For Lermithe, the dangers of sleeping outdoors outweigh her fear of sleeping inside, despite the fissures that creep down the walls. So each night she settles down, with five relatives, in a tangle of sheets on a concrete floor.

"I risk my life to live in this house," she said in Creole through an interpreter. "It could crash if there were another earthquake. So I close my eyes inside."

She's a trim woman with a quiet but determined voice. Since the earthquake, a rash has spread across her body.

She has never visited her son and daughter-in-law on Long Island, despite their invitations. She has told them she's too old for the colder climate.

Now, compelled every day to visit rubble of the home she built, she says she has no reason to stay in Haiti.
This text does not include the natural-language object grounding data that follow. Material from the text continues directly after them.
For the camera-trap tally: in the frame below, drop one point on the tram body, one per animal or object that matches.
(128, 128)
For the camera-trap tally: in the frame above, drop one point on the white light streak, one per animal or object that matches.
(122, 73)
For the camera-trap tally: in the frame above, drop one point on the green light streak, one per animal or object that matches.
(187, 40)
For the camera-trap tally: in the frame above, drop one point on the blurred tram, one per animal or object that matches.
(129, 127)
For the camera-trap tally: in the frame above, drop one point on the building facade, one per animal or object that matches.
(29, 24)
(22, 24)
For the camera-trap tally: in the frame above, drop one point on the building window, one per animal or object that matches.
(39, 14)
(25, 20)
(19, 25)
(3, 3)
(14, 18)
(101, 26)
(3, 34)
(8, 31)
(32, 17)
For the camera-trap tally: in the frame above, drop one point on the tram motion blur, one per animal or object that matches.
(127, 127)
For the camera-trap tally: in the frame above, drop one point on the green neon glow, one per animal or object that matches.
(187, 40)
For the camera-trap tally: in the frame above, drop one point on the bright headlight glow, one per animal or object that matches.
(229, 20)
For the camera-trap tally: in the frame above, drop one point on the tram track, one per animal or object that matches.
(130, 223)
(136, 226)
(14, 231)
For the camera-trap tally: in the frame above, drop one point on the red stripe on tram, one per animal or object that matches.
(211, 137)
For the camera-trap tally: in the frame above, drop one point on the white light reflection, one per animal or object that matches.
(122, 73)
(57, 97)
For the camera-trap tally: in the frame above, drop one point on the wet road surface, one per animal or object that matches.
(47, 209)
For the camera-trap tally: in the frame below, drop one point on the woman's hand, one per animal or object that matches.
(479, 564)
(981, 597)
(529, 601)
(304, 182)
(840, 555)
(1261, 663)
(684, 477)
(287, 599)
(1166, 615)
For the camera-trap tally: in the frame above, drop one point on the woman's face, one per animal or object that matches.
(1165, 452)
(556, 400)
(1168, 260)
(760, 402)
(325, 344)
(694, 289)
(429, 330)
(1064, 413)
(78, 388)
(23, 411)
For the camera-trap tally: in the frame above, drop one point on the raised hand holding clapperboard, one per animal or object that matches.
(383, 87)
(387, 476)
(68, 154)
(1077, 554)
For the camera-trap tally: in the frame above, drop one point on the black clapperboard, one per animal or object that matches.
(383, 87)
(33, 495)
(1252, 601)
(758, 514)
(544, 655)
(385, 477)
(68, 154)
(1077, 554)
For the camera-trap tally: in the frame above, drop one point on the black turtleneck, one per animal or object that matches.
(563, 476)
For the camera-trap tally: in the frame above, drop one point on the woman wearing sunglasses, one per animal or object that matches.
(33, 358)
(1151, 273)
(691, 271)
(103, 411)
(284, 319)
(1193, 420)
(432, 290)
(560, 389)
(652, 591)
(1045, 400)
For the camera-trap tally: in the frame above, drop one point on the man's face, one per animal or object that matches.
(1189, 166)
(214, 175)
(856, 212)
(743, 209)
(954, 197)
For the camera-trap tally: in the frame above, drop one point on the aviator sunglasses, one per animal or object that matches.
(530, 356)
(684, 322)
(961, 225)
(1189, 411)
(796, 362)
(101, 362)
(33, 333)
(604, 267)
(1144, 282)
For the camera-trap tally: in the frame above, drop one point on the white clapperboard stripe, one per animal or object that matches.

"Haiti is my life, but I am living in inhumane conditions," she said as goats foraged in a garbage pile for discarded pea shells and parishioners in skirts and heels picked their way past the crumpled Rhum Snack Bar, humming Sunday hymns.

A world away, Brianna, a playful toddler with wide eyes and a headful of brightly beaded braids, peers behind doors in her parents' Elmont home and calls out "Mami Lécianne?"

Her mother, frustrated by the response of her government, now plans to turn to Haiti for help. She is exploring how she can assist Lermithe with an application for a Haitian passport.

She has no idea how long that process will take.